To date, multiplex spatial techniques have largely focused on the roles of spatial immunobiology in the TME, describing the roles of key immune cells, their activation, and inclusion or exclusion in NSCLC tissue regions26,27,28,29. Here, we extend this by applying a comprehensive mIF panel to uncover both the functional and metabolic states of immune and tumor cells present in pre-ICI treatment biopsies, providing deeper insights into the TME composition. Coupled with an advanced deep learning pipeline for cell type and cell state classification, exhaustive spatial feature engineering, and statistically robust high-dimensional feature selection framework, our approach identified a number of metabolic and interaction properties with strong clinical associations. Such features, when translated to predict PFS, yielded a stable predictive model with high accuracy (AUC 0.8–0.9) over 24 months, with a degree of cross-cohort stability.
Generation of unbiased tissue regions and metabolic cellular neighborhoods allowed the dissection of cellular locations and independent measures of local or disseminated proximities through G-Cross, and JSD interaction measures. The abundance of metabolic phenotypes in our model points to the influential status of these cells within the TME, and their propensity to be localized in discrete communities with other active cells provides further insights into the undiscovered roles for metabolic dynamics in cancer and immunobiology. In addition to multivariate modeling of all samples to gain maximum statistical power, feature selection highlighted several properties that predicted outcome in both cohorts independently.

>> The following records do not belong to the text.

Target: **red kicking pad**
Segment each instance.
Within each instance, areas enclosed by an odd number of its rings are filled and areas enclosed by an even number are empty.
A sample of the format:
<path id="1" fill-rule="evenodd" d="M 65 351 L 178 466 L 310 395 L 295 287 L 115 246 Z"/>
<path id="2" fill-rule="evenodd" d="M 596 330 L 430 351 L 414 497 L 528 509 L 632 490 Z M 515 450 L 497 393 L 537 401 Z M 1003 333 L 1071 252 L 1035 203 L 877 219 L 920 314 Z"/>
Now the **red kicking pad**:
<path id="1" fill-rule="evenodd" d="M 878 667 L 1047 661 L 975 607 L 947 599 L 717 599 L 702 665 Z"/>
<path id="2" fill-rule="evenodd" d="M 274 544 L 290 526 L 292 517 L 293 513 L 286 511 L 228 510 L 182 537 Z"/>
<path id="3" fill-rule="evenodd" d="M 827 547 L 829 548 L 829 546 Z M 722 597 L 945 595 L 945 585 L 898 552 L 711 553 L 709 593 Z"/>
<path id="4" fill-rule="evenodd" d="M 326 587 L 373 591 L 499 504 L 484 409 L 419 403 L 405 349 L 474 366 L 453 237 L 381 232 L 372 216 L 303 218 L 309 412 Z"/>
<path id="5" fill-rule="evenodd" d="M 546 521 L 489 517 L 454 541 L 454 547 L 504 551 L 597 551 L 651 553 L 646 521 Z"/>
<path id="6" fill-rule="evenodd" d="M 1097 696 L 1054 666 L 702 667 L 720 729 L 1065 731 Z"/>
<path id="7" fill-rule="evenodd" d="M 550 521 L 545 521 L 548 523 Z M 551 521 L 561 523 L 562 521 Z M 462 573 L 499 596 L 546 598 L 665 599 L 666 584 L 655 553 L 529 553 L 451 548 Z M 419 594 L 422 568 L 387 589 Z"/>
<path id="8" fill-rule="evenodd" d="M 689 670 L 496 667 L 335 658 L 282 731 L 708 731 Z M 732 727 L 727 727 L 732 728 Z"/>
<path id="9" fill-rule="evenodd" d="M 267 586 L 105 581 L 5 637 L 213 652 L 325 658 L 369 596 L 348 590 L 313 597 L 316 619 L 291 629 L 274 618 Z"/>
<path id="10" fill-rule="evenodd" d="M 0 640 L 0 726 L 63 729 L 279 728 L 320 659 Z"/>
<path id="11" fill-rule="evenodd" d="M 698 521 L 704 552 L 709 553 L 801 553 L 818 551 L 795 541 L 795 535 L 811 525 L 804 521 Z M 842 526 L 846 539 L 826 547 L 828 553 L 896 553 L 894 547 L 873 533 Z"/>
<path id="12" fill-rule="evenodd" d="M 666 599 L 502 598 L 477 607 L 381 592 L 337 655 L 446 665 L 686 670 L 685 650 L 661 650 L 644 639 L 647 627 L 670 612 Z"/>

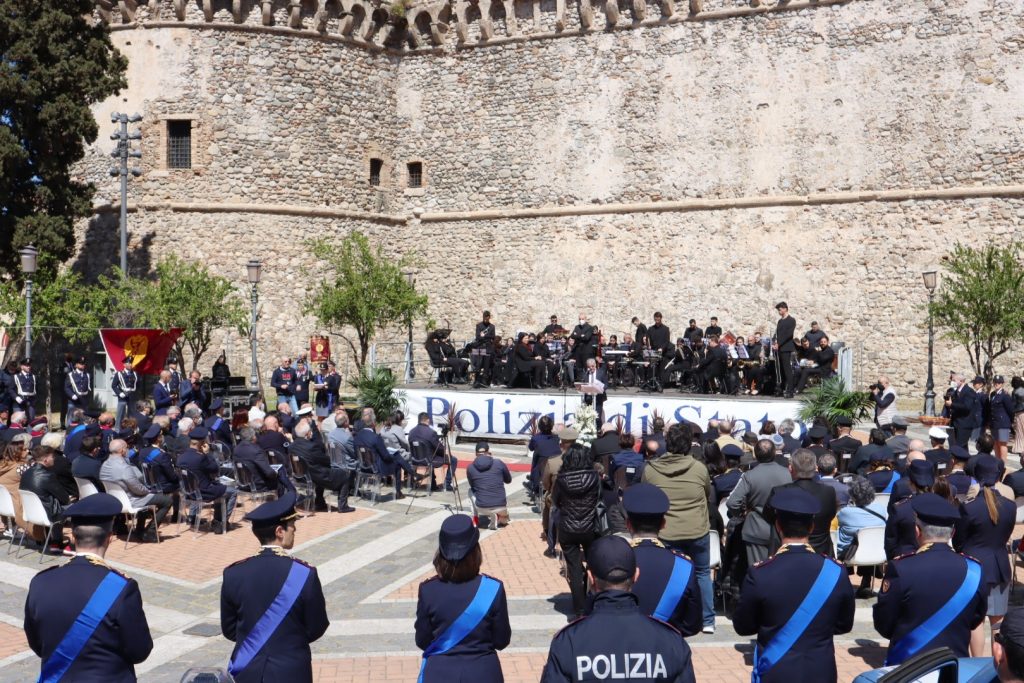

Tumor cells with high amino acid uptake proximal to macrophage cells within the tumor region were predictive of poor outcomes for patients. Tumor cells in this state deplete the TME of available amino acids, impairing immune cell functionality, and the ability for ICIs to reprime their activation. Such a tumor cell metabolic state would promote M2-like macrophage immunosuppression, through mechanisms such as kynurenine pathway activation from high tryptophan metabolism30. Metabolic stress also alters macrophage functionality impairing antigen presentation and cytokine signaling. T cells entering these tissue regions, despite having blocked PD-1/PD-L1 or CTLA-4, will likely succumb to dysfunction and create cold tumor regions unresponsive to immunotherapy alone. Further evidence of the impact of low nutrient availability is found in our data with concordant self-aggregation of IDO1+ macrophages in such low metabolic tissue regions being predictive of poor outcomes. IDO1 expression by macrophages has been reported to influence both M1 pro-inflammatory31 and M2 anti-inflammatory30,32 polarized states. Moreover, IDO1 is responsible for tryptophan degradation and the subsequent production of its metabolite kynurenine, inhibiting T cell expansion while promoting Treg induction, driving an overall immune suppressive TME33. Together, these features may act in a feedback system to minimise available resources for immune activation.
Additionally, granzyme B+ macrophages found in low metabolic activity neighborhoods predicted poor outcomes. The cytotoxic activity of granzyme B requires close cellular contact to enter target cells through perforin, primarily inducing caspase-mediated apoptosis. Univariate analysis of broad tissue regions suggested their role in within tumor regions, while further delineation of MBNs pointed to their Isolation within metabolically inactive neighborhoods, indicating a subset of tumor regions which might implicate areas of nutrient depletion or cellular quiescence where their cytotoxic effect is curbed.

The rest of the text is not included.